# AR9220 Adapter



## Bushman (Dec 8, 2010)

Hi all,

Has anyone create or have the drivers for Freebsd 7.x?


----------



## SirDice (Dec 8, 2010)

From ath(4):


> *HARDWARE*
> The ath driver supports all Atheros Cardbus and PCI cards, except those that are based on the AR5005VL chipset. A list of cards that are supported can be found at http://customerproducts.atheros.com/customerproducts/default.asp.


----------



## Bushman (Dec 8, 2010)

Just to get a clearer understanding, you are saying at all AR adapters will work with FreeBSD 7.2?

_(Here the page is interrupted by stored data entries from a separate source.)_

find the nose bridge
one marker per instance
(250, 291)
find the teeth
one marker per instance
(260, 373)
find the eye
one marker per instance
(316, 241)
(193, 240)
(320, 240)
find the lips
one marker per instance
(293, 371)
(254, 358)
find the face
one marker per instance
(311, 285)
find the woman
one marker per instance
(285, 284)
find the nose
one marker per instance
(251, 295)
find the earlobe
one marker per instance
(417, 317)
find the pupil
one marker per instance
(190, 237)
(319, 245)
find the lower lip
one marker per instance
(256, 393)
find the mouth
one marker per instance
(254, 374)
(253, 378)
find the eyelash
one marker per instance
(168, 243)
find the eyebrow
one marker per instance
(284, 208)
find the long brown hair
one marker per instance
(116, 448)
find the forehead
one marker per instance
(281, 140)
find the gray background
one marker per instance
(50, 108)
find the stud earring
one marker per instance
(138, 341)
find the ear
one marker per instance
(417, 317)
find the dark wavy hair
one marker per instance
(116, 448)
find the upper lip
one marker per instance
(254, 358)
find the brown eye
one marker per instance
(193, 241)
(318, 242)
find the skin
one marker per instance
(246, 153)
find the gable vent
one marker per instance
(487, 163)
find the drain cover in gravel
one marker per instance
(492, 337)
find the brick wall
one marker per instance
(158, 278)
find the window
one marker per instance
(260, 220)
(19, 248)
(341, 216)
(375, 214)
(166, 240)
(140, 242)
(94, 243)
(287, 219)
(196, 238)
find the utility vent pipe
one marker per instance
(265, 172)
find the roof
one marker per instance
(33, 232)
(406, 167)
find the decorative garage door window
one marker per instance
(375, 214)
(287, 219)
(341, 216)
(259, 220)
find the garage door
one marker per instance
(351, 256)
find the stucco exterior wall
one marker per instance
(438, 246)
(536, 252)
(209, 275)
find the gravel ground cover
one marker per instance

If so, do you know where I can find the drivers for the AR9220 adapter please as I have been looking everywhere but the correct place?


----------



## SirDice (Dec 8, 2010)

Read the man page I referred to.


----------



## Bushman (Dec 8, 2010)

Thanks I read that but confused as how to get that to work.


----------



## SirDice (Dec 8, 2010)

Handbook: 31.3 Wireless Networking


----------



## Bushman (Dec 8, 2010)

Thanks, time to put on my thinking cap and learn some FreeBSD.


----------



## Bushman (Dec 13, 2010)

Thinking cap is off.

Is there anyone out there that can write this drive for me please?


----------



## DutchDaemon (Dec 13, 2010)

Good one.


----------



## richardpl (Dec 13, 2010)

Bushman said:
			
		

> Is there anyone out there that can write this drive for me please?



I can.


----------



## Bushman (Dec 14, 2010)

what you need from me?


----------